In these weighty places of sea breezes and perfumes of floating seaweeds, Donaggio happens to reflect on his story’s thread. With his usual poetics, the artist digs up into the matter of time and finds in the watercourse of his past some fragments of life fallen into forgetfulness, experienced emotions, forgotten fragrances.
With naturalness the artist turns all this into images and realizes a new project called – not coincidentally – Sediments. Thanks to his geniality he re-evaluates the matter and underlines the intrinsic character of the things abandoned on the water edge thus overturning their potential aesthetic language. The artist transforms objects and things into visions: a polibox used by fishmongers becomes a redundant Tower of Babel and a plastic cloth is now a spouse’s veil; the sea waves lapping the shallows full of seaweed reawakens Neptune; abandoned strings of mussels burst out crying, a black cry. Donaggio’s artworks are not only photographic compositions, but concepts of thought that remind me of visions of pupas that in their final stage become butterflies…

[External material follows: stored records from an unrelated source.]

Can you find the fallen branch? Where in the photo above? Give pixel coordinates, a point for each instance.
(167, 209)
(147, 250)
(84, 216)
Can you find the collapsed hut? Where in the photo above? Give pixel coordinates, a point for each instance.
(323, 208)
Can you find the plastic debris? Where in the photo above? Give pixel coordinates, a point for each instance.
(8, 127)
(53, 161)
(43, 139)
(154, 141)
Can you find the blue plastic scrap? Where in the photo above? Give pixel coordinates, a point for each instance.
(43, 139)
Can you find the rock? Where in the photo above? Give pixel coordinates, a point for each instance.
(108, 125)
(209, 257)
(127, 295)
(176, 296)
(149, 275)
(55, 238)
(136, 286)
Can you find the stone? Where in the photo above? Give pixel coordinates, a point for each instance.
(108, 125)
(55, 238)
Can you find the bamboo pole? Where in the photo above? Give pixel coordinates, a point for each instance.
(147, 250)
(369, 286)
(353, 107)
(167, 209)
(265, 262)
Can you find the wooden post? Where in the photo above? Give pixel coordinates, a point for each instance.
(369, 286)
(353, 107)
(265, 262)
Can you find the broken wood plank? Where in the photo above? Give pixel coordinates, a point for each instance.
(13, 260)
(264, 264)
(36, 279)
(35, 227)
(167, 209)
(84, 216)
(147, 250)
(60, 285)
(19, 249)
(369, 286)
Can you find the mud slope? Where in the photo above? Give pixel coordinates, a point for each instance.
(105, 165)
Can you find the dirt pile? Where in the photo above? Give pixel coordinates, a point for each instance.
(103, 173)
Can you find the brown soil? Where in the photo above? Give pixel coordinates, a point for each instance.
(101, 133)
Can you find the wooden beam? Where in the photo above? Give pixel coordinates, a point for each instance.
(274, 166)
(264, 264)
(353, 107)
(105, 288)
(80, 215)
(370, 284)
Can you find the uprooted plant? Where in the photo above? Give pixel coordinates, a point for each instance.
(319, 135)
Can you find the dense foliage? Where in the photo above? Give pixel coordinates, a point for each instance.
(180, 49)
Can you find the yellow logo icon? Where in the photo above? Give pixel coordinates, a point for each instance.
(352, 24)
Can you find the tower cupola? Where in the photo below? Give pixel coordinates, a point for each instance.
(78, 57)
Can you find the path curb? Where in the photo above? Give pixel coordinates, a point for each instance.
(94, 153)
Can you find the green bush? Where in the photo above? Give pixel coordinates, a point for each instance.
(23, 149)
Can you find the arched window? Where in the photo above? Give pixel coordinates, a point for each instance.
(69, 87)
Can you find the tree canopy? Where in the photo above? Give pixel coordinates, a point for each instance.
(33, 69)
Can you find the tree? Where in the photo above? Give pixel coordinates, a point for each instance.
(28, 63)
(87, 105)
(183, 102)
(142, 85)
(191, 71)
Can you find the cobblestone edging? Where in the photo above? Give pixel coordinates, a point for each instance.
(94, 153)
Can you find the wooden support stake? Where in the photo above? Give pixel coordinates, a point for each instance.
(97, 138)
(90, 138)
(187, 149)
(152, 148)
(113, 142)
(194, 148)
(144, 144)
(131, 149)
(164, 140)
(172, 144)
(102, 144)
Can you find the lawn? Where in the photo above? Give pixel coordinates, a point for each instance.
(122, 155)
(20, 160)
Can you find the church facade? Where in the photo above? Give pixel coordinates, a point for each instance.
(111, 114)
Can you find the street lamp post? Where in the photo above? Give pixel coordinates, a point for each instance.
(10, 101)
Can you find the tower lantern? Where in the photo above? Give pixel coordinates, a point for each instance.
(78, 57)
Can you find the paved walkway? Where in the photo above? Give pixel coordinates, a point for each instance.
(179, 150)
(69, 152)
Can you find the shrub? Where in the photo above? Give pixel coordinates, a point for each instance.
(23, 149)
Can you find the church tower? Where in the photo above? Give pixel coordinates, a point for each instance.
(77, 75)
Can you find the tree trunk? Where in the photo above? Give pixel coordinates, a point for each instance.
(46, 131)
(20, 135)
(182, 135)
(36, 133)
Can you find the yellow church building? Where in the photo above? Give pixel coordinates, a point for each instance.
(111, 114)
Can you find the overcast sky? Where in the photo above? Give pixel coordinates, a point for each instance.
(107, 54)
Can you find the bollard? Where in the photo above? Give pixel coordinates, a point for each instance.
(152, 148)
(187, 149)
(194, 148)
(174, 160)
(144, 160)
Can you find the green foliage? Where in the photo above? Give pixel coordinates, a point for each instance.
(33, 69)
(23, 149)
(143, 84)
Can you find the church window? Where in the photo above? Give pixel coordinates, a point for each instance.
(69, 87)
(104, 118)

Sediments is the result of a constant in-depth art experimentation which proves, once again, the visionary and constructivist authenticity of the artist. I idealize Donaggio’s worlds like surreal stages where common worn-out objects become brilliant interpreters in ever-changing scenarios, protagonists of visions that I would define entries for a third dimension.
Franco Donaggio is a traveller, his journey has started since his very childhood when he left his sea, his lagoon with its shallows, his sailing with friends. First for his studies, then to undertake his professional path in the big city. And from there, to Europe and North America.

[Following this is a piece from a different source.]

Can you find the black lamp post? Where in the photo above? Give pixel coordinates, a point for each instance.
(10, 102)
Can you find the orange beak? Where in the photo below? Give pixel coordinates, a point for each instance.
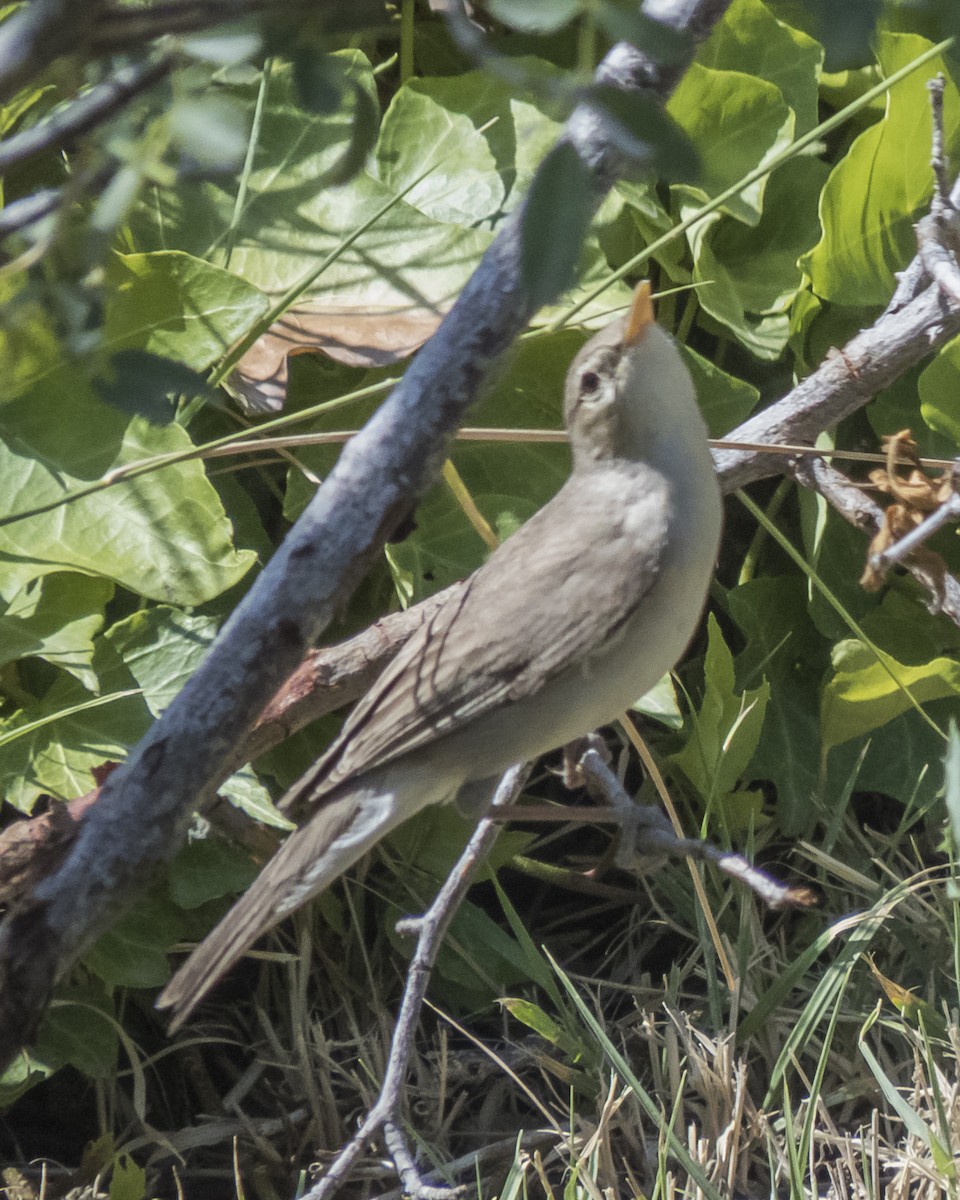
(641, 315)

Today, after some decades, the artist returns to the land of his origins with the heart of a fulfilled man and of a poet who still has the vivid curiosity so typical of the eternal investigator he used to be as a young man.
I was particularly struck by one of Franco’s concepts that I found especially sharp: “My photography means giving shape to dreams, to visions and matter just like the clay of a sculptor; to me the photo is like the brick that – together with others – forms my sense of mystery”.
I think that this view is a possible lever of Archimedes to deeply comprehend the work of this versatile artist who – with Sediments – conveys not only the umpteenth mocking message to the fleeting time, but also a dense and generous contribution to our desire of seeing beyond.